フランスの歴史学者、ブローデルの「日常性の構造」を読んでいくオンライン読書会の第15回目。今回は第6章「技術革命と技術の遅れ」の「遅かった輸送」を読む。

【概要】
外洋航海における欧州の勝利は、全世界的な連絡体系に結びついていった。しかし、輸送そのものは旧制度の恒久的限界を超えられなかった。
陸上輸送は麻痺状態で足場の悪い道(とても街道とは呼べない)を徒歩や驢馬で行くしかなかった。郵便は欧州の中でも数週間や数ヶ月を要し、交易も人間関係ものろくした。エルンスト・ヴァーゲマンのいう「空間の総崩れ」が生じたのは1857年の大陸間海底ケーブル敷設からだった。

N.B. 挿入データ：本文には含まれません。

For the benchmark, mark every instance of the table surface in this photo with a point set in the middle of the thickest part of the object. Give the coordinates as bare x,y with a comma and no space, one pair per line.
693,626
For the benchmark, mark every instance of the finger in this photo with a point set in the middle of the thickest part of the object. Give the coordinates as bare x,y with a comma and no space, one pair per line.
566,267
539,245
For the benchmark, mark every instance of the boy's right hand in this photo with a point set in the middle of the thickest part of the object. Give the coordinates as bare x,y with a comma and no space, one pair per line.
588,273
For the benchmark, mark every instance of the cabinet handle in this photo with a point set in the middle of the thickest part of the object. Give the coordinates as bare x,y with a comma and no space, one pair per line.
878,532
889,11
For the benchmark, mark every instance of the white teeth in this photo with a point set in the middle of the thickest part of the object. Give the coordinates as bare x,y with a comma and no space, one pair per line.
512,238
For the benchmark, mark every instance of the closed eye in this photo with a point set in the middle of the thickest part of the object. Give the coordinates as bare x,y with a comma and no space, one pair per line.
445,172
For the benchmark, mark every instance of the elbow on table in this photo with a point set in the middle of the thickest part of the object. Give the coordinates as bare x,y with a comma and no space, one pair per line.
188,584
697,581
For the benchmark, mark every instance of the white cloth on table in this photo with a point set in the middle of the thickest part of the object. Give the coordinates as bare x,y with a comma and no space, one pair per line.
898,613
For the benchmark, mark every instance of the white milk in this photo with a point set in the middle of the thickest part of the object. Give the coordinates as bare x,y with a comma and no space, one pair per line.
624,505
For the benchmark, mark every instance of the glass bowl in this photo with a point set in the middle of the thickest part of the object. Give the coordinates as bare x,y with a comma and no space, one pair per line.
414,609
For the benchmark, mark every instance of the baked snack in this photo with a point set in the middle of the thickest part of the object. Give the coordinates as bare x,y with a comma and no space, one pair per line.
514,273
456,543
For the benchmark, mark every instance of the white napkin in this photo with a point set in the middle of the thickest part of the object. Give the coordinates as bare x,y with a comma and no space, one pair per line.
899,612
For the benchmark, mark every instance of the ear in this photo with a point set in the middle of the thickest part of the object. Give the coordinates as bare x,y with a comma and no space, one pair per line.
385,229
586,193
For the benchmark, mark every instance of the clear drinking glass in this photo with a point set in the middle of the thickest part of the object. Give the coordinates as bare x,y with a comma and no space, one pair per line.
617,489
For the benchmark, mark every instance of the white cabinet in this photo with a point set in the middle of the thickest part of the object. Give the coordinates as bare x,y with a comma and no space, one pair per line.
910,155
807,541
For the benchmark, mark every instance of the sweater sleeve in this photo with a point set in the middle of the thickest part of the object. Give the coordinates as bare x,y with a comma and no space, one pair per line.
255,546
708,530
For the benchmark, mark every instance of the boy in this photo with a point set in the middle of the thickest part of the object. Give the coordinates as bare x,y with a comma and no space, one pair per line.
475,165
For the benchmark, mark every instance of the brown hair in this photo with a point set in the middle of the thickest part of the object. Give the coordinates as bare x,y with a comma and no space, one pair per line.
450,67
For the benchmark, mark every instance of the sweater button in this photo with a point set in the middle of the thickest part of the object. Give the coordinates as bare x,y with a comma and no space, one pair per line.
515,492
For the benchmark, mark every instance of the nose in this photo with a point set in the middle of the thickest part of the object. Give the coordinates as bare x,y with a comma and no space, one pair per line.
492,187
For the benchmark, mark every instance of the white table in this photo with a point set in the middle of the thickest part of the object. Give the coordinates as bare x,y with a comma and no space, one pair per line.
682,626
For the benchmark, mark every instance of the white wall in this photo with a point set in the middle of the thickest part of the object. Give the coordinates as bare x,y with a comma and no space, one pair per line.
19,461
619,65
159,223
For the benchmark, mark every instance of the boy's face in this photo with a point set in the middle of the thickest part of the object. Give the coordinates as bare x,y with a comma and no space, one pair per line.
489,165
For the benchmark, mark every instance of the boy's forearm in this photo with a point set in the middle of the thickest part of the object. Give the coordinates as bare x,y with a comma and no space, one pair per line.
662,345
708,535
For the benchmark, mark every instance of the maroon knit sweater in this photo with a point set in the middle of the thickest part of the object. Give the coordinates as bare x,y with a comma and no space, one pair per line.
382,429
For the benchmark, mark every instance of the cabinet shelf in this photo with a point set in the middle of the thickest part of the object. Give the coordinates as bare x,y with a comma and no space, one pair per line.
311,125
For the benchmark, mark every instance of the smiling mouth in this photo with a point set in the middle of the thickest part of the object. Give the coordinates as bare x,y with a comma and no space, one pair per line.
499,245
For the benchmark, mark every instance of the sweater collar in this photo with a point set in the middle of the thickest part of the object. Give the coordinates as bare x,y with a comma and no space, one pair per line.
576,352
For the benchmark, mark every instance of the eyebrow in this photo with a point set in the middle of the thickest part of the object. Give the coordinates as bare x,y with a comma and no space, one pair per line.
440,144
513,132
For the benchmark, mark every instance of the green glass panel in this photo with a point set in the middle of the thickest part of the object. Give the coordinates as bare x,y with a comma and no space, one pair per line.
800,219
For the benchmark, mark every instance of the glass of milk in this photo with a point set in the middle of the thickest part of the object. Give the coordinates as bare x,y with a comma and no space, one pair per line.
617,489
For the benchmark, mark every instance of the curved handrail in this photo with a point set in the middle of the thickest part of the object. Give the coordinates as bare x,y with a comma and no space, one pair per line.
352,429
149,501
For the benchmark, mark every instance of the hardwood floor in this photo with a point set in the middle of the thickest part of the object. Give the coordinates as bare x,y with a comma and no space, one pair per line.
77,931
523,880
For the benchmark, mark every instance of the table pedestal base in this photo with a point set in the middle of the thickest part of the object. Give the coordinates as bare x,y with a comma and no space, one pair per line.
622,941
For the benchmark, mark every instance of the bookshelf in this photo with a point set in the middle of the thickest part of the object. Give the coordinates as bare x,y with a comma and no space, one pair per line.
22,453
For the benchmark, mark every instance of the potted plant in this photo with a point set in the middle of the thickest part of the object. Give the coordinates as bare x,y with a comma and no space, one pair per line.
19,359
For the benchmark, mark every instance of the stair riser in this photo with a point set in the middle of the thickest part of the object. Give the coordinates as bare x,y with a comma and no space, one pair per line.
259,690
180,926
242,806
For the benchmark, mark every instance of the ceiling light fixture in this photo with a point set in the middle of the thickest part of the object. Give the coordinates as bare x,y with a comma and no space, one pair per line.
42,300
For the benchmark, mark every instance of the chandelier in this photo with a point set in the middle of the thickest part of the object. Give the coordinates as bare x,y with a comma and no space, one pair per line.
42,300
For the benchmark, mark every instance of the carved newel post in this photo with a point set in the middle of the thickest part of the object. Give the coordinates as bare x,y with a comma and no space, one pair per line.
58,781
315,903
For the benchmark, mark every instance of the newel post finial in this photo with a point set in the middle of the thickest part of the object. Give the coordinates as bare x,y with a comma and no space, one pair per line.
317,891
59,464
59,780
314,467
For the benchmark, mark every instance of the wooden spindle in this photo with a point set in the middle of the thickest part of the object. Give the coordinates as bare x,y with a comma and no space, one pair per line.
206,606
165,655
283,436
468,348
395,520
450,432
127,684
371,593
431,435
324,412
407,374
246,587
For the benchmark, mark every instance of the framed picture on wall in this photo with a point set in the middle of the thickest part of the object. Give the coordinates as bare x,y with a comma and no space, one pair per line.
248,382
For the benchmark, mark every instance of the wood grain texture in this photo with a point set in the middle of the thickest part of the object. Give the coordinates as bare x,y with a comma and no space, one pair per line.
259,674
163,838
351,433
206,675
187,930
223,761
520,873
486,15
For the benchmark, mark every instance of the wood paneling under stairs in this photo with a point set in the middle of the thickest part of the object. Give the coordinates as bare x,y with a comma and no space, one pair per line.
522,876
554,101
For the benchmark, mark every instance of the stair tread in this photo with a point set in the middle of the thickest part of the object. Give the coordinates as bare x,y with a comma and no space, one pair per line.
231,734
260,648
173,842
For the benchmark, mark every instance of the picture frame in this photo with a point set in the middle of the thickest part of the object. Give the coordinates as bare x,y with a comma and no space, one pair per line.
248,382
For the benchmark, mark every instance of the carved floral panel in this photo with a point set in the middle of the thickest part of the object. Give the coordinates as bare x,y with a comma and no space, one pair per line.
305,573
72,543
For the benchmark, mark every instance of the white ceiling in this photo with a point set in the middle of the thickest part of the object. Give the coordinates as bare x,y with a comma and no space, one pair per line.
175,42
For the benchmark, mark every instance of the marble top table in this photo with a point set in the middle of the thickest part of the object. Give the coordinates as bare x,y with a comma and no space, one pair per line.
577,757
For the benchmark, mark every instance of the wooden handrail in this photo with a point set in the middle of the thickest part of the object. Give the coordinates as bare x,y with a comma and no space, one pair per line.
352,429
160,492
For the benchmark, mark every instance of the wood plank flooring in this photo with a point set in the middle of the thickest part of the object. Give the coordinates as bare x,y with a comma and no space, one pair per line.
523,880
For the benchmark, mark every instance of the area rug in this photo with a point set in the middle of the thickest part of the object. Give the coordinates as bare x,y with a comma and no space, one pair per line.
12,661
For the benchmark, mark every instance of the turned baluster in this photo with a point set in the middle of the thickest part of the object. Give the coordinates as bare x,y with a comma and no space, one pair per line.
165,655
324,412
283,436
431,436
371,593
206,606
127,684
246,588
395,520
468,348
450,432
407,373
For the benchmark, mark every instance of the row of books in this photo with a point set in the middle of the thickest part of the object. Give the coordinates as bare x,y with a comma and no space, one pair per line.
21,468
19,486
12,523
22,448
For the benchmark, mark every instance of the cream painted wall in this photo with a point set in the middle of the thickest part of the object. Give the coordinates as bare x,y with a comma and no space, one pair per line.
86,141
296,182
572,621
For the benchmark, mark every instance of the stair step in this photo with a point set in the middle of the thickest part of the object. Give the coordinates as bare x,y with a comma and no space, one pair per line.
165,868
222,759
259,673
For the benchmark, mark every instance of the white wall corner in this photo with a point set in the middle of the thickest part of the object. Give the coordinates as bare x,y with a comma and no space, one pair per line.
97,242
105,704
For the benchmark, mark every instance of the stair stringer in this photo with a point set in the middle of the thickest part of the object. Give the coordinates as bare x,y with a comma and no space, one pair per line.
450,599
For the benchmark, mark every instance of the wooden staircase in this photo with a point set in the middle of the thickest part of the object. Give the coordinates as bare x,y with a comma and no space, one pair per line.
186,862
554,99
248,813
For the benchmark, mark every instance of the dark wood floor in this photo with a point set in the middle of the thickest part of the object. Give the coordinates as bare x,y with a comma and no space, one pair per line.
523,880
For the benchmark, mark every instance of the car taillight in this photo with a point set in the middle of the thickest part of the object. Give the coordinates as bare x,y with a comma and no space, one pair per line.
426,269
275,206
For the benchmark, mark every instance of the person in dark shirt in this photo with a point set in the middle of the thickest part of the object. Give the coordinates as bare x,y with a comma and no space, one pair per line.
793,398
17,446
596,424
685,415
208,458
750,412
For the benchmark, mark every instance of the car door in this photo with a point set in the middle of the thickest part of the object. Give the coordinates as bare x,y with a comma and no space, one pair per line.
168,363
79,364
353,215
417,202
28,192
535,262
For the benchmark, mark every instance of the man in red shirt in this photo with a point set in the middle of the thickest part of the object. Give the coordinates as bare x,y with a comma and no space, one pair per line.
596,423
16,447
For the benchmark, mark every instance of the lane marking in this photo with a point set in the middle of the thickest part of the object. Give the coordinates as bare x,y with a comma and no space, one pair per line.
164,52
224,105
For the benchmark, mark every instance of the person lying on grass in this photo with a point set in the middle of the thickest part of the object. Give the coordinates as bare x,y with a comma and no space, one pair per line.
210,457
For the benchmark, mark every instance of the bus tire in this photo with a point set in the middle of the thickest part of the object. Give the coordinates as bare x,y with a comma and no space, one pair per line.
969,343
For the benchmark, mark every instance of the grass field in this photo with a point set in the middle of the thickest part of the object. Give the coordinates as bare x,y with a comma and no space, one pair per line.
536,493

当時の街道のほとりには旅籠・鍛冶屋・村・町があった。街道は悪路でも他人の労務に頼らずして旅行はできなかったので街道を通らざるを得なかった。1776年ロシア軍医のスイス人医師はオムスク-トムスク890kmを178時間(5km/h)かけて踏破した。宿駅ごろに馬を替えながら。これは新世界の状況だが、中世の欧州でも同じだった。
街道沿いを行く限り快適な旅行ができるのは、人口が多く維持がしっかりした文明開化した国であり、中国・日本・欧州・イスラム圏などだった。
船舶についても同様で沿岸航海が基本で、食料や水を寄港地で更新しながら順番に進んだ。
1297年以来、地中海からブルージュまでの定期海上航路が確立されたが、直接交易へと変化し、中継地貿易が減るなどの構造変化が起こった。陸上でも13世紀の蒙古による征服で中国・インド・西洋の直接陸上交易が盛んになったが、景気後退で一挙に後退した。短距離交易は経済の状況をより受けた。

川が流れていれば水運が存在し、陸運が衰退してもまだ交易は続いた。水上交通の発達に伴い、水上駅も生まれ、またそこから紛争が生まれた。しかし中国の水上通商や水上都市の規模は世界でも圧倒的なもので他の地域と比較にならなかった。

結局のところ15世紀−18世紀にかけては輸送については、ほぼ進化していなかった。中国では人力がいつでも安上がりなので苦力が小舟を別の運河へ移していた様子は同じだった。ポーランドでは1957年にいたっても荷馬車が街道を運んでいく様子があるなど、世界各地で大きく変わらなかった。欧州では砲兵用砲車の前方車輪が動く馬車が本格使用され始めたのが1470年頃で四輪馬車は16世紀末、駅馬車や貸馬車はロマン主義(18世紀末−19世紀初頭)だった。

船舶も1588年の無敵艦隊より1世紀以前に造船技術は記録的段階に達しており、18世紀末期の東インド会社の船舶でも1900トンくらいで、16世紀のポルトガル大商船でも2000トンだった。造船素材・帆・大砲などに由来する限界でそれらが「天井」になった。

輸送コストは陸上は時代状況によって異なるが価格の平均10%だった。河川は関銭や臨検、河川の分断などがあったので商品は陸路を選んだ。海上輸送が発展していくと、1828年の記録では「陸上を十里輸送するのは海上を千里輸送するより費用がかかった」。これにより、道路の発達はさらに遅れた。

輸送すなわち交換が限界に達するということは、経済発達の限界を意味した。輸送の速度の遅さ・量の貧弱さ・不規則性・原価の高さが限界を課した。結果としてポール・ヴァレリーのいう「ナポレオンの行軍ののろさはユリウス・カエサルのときそのままであった」のである。

【わかったこと】
輸送量すなわち交換量の限界が経済の限界というのは、言われてみれば当たり前だが、なかなか気づかないところだった。様々な技術が発展してきたとは言え、ヴァレリーの言葉によると2,000年前と大して人類は変わらない歴史を歩んできたのだ。紀元前3000年頃には地中海貿易も盛んに行われてピラミッドもできるくらいの文明も生まれていたことを考えると、人類は5000年間、ほとんど進化していなかったとも言えなくもない。
産業革命以後は世界の主要都市間の移動時間の短縮により、交換経済の発達は飛躍的に進んでいるように見える。しかし結局のところ、この章でも見られたように資本家が富を吸い上げていることや、底流に流れつづける自然環境による影響など、それらを扱う人間はそんなに変わっていないという人間の限界も知るべきなのかもしれない。
宇宙に行っても同じことを繰り返していることで人間の変わらない性質を描写している銀河英雄伝説を思い出した。